Effects of RGS2 and RGS4 on GTPγS-activated synthesis of inositol 1,4,5-trisphosphate (InsP₃) by NG-108 cell membranes. NG-108 cell membranes (6.5 μg) were incubated as described in Experimental Procedures for 30 min at 30°C with 100 μM GTPγS (□, ▪) or GTPγS and various concentrations of RGS2 (•) or RGS4 (○). Synthesis of [³H]InsP₃ was measured and [³H]InsP₃ accumulation in the absence of NG-108 membranes (blank = 118 pmol) was subtracted from each value. Values are expressed as a percentage of total [³H]InsP₃ accumulated over 30 min at 30°C in the presence of GTPγS and absence of RGS proteins (100% = 387 pmol/assay and 424 pmol/assay for RGS4 and RGS2, respectively; basal unstimulated PLC activity was 78 pmol/assay).
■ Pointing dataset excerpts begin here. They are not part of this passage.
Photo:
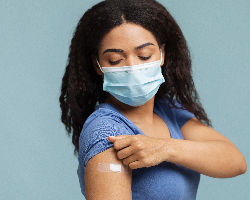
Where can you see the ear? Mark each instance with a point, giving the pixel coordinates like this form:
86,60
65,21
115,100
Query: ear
163,54
96,67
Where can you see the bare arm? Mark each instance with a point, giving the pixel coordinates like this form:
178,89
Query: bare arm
106,185
207,151
203,150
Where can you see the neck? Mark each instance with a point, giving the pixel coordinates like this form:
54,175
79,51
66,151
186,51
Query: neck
138,114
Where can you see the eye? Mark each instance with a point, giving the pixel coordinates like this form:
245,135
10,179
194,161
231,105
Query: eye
114,62
145,58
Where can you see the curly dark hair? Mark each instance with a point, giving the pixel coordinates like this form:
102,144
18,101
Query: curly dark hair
82,88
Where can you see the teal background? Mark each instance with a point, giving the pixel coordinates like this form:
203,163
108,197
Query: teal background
37,160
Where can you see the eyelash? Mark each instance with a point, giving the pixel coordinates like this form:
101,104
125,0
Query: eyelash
116,62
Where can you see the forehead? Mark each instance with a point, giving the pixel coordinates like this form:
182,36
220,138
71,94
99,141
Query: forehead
127,36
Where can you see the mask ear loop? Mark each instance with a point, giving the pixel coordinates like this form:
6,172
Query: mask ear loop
99,66
161,54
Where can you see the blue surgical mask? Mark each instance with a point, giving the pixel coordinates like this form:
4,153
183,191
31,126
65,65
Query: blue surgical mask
133,85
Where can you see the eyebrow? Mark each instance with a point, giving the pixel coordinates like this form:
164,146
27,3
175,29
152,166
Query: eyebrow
136,48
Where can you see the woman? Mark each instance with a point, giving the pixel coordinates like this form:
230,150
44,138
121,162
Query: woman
129,76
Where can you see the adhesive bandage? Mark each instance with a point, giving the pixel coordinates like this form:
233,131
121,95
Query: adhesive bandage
109,167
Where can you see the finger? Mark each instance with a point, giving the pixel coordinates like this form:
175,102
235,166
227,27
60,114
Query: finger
125,152
115,138
130,159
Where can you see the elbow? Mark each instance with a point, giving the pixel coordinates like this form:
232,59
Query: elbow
243,167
The data presented are the average of duplicate values and are representative of two independent experiments, each with similar results.

Figure 4

Inhibition of Gqα-mediated PLC activation by RGS2 and RGS4. The effects of RGS2 or RGS4 on the activation of purified PLCβ1 by activated (GTPγS-bound) Gqα. Purified recombinant Gqα was incubated with 1 mM GTPγS for 1 hr at 30°C. Activated Gqα (1 nM final concentration) was mixed with purified recombinant PLCβ1 (1 ng) and [³H]phosphatidyl inositol 4,5-bisphosphate-containing phospholipid vesicles in the absence (□, ▪) or presence of various concentrations of RGS2 (•) or RGS4 (○). Synthesis of [³H]InsP₃ was measured and basal unstimulated PLCβ1 activity (170 pmol⋅min⋅ng PLC, ▵) was subtracted from each value. Blank values, i.e., [³H]InsP₃ accumulation in the absence of PLCβ1 were 155 pmol/min per assay. Values are expressed as a percentage of the total [³H]InsP₃ accumulated over 20 min at 30°C in the presence of GTPγS-activated Gqα and the absence of RGS proteins (100% = 716 pmol/min/ng PLC and 571 pmol/min/ng PLC for the experiments involving RGS4 and RGS2, respectively). The data presented are averages of duplicate values and representative of three independent experiments, each with similar results.